Everyone loses here. The list is long and distinguished and starts with the national sports funding agency Sparc.
They were late on the scene of the Canoe Racing NZ crash and, like the ambulance at the bottom of the cliff, went through the motions of administering life support without fully committing themselves to the process.
Worse, having looked as if they might have stitched something together that would have kept one of the country's premier athletes in his sport, they appear to have blown with the wind when the pressure came on.
It is understood Sparc believed the rules of engagement with Fouhy changed when he did some work with CRNZ coach Gordon Walker, signalling a reintegration into the national programme that cancelled out the need for ring-fenced funding. Nobody in the Fouhy camp believes that argument bears any serious scrutiny.
Given Murray McCully, the Minister for Sport and Recreation, has a personal interest in this case, might there be a few "please explains" issued from Bowen House.
Canoe Racing NZ loses, big time.
Their funding is based to a large extent on results. Take away your best chance of medals at world championships and Olympics and you are hardly strengthening your case.
As an organisation they have been made to look riven and ego driven.
Look at it this way: if you were a parent of a promising athlete, would you feel as if CRNZ was capable of providing a supportive sporting pathway.
Ian Ferguson and his fellow Olympic-legend pals lose.
Systematically destroying somebody's credibility just because they don't believe in your methods and abilities as a coach doesn't make you hard-nosed, or right. All it does is highlight the fact that you have been unable to reproduce as coaches what you managed as athletes.
Steven Ferguson loses.
The only guy in New Zealand that can really provide him with a benchmark to his progress, the only guy he could have realistically teamed up with in a K2 to win medals, no longer wants a bar of the sport.
Fouhy loses, obviously. He has denied himself the chance to be the best kayaker he could be, to add to his Olympic silver medal and world championship title.
Not only that, he has been painted as truculent and selfish.
When Fouhy was talking through his decision to retire yesterday, he gave a fascinating insight into his complex character.
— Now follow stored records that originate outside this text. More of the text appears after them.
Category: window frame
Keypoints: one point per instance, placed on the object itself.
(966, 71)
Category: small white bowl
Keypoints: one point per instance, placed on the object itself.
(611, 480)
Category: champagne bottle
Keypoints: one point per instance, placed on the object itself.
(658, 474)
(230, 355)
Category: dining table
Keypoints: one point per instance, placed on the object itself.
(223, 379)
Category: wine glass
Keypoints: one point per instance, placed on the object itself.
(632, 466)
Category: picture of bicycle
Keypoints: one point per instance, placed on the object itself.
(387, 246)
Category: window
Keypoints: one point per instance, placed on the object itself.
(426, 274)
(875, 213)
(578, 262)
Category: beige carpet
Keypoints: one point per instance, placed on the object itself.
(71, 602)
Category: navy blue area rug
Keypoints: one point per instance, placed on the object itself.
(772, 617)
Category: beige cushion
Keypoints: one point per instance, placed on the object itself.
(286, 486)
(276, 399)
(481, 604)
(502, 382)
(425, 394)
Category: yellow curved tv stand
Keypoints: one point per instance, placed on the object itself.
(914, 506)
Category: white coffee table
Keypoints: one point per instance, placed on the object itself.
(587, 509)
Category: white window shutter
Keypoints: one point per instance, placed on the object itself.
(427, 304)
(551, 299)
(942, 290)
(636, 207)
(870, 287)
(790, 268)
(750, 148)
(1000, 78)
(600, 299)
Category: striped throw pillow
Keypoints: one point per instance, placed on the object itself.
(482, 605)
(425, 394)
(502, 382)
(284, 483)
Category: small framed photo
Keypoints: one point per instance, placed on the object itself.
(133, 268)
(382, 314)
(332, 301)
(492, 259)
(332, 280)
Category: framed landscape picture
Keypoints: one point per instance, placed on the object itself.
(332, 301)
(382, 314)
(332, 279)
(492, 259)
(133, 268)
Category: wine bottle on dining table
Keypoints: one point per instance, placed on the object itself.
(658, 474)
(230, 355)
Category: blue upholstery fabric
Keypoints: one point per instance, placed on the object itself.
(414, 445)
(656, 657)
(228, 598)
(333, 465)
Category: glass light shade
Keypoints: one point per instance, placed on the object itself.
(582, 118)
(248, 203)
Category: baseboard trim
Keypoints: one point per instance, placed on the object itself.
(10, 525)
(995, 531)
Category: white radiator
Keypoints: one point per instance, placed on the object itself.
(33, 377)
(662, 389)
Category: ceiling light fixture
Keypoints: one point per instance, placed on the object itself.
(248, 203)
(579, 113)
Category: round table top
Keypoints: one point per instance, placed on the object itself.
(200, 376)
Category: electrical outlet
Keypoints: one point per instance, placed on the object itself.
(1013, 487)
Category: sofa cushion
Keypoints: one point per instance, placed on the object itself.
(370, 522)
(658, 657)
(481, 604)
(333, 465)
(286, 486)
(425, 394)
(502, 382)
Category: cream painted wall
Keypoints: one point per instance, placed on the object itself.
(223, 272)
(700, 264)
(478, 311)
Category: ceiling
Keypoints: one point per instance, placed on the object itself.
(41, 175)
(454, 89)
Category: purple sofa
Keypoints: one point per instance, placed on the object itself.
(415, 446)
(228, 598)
"When I won the world title I was in something like heaven for a week," he said. "But after a while I realised there were plenty of people out there doing a lot of special things and winning a kayaking world championship was not right up there among them."
Once you've won a world championship, or an Olympic medal, he continued, satisfaction came not by winning more titles, but by "evolving as an athlete, to keep learning and getting better".
Kayaking, and Sparc, were not allowing him to do that. Perhaps ironman triathlons, where his future looks to be heading, will.
If that's the case, then on reflection and with great irony, perhaps Fouhy will emerge as the only winner from this sorry mess.